Bien qu’il existe un marché du dessin d’architecture, l’institution Acm se prête mal aux dévoiements qui affectent par exemple les musées de la photographie sur la plupart desquels la main ostensible du marché a fondu par le truchement des associations de soutien et des galeries. La nature d’archive résiste au régime de la marchandisation. Comme dans les cinémathèques, les dépenses d’infrastructure sont trop lourdes pour servir de terrain de chasse aux amateurs de rentabilité. Ce qui est dans la nature propre des archives, c’est bien la recherche patiente, l’exploitation scientifique désintéressée, fondée sur les documents eux-mêmes et non pas sur les images qu’une industrie hautement profitable encourage à produire en masse par le débit des budgets destinés à la conservation des originaux.
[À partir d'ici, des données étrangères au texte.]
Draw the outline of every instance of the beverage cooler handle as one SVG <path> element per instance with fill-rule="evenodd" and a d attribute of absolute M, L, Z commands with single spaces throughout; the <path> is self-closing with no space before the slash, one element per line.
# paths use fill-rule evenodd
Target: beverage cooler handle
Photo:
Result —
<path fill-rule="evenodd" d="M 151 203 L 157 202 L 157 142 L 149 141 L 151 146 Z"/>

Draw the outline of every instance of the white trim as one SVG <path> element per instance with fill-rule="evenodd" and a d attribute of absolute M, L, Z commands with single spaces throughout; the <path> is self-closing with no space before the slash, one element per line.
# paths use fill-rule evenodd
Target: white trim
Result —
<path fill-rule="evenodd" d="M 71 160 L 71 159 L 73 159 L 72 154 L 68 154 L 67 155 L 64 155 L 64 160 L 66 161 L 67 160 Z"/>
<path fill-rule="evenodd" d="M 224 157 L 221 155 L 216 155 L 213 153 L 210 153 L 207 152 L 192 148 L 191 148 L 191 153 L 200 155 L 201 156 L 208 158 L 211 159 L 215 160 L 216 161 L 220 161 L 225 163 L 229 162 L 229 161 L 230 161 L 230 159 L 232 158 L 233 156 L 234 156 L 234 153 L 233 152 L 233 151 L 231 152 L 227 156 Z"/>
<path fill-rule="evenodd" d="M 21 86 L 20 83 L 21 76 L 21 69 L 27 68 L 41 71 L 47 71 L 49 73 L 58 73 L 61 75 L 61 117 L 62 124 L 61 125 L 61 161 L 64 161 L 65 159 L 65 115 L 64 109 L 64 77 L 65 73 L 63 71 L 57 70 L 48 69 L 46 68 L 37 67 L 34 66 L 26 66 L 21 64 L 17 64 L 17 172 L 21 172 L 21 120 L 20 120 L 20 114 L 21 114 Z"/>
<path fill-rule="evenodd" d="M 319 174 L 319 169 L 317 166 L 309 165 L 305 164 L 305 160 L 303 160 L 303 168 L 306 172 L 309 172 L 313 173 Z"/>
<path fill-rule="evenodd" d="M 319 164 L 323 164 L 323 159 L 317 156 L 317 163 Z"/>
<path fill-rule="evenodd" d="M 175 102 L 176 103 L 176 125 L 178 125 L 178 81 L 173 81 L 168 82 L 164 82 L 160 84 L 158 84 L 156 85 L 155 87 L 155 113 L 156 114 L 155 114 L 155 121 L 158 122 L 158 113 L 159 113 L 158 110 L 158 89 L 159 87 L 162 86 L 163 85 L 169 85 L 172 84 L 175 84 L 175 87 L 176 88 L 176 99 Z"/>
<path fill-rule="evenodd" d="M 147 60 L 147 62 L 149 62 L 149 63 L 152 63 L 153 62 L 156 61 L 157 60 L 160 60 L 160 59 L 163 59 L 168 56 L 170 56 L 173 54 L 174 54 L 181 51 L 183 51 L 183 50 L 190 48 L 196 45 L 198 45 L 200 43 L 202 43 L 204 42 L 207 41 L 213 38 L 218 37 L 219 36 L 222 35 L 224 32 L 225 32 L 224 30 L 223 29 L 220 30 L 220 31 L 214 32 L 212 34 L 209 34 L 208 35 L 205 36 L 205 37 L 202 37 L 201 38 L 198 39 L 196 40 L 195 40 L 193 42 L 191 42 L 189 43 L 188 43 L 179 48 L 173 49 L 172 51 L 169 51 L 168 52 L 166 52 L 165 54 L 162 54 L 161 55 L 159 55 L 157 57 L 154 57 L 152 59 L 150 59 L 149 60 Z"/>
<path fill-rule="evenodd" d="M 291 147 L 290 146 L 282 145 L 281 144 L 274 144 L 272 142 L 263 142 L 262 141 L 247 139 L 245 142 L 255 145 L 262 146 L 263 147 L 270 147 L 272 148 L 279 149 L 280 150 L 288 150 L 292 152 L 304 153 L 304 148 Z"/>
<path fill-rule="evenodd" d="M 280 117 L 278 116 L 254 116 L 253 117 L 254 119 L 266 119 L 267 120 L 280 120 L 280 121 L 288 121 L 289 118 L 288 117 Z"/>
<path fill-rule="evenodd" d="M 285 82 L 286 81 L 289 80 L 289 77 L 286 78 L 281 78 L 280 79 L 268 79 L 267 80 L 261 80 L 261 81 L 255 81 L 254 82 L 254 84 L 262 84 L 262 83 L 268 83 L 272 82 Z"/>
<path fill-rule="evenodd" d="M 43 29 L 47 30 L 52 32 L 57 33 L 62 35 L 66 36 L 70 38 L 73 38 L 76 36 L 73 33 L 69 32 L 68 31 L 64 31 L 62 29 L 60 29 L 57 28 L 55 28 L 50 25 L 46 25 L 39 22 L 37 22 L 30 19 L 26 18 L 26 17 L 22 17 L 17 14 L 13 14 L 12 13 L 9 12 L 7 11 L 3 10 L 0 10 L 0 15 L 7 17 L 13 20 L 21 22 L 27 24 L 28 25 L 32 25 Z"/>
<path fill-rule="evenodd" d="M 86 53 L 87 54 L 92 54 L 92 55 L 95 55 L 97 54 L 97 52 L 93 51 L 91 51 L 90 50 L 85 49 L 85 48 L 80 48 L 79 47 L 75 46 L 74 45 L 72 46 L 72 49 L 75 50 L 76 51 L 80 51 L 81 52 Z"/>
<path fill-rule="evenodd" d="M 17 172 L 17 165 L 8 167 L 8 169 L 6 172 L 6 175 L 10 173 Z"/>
L’étendue des spectres problématiques accessibles par les fonds des Acm déborde et continuera à déborder, aussi bien les axes prioritaires du Fonds national suisse de la recherche scientifique (FNS) que les spécificités disciplinaires des ingénieurs ou des architectes. L’infinie multiplicité et la diversité des documents appellent l’analyse et la curiosité, occasionnellement elle affronte le joli paradoxe que m’a énoncé un jour Sylvain Malfroy, il me disait : « Tu comprends, plus le document a l’air banal, plus il faut faire marcher ton cerveau pour en tirer quelque chose. » Tout cela revient à dire, maintenant que les phases de la mise en place et de la maîtrise de l’institution sont derrière vous, que la véritable question sera de savoir avec qui construire un réseau de recherche qui soit capable d’interroger la ressource à la hauteur des réponses qu’elle peut procurer. Il faut pour cela d’autres talents que les miens, ils existent au sein de l’ENAC, le tout est de les mettre en œuvre.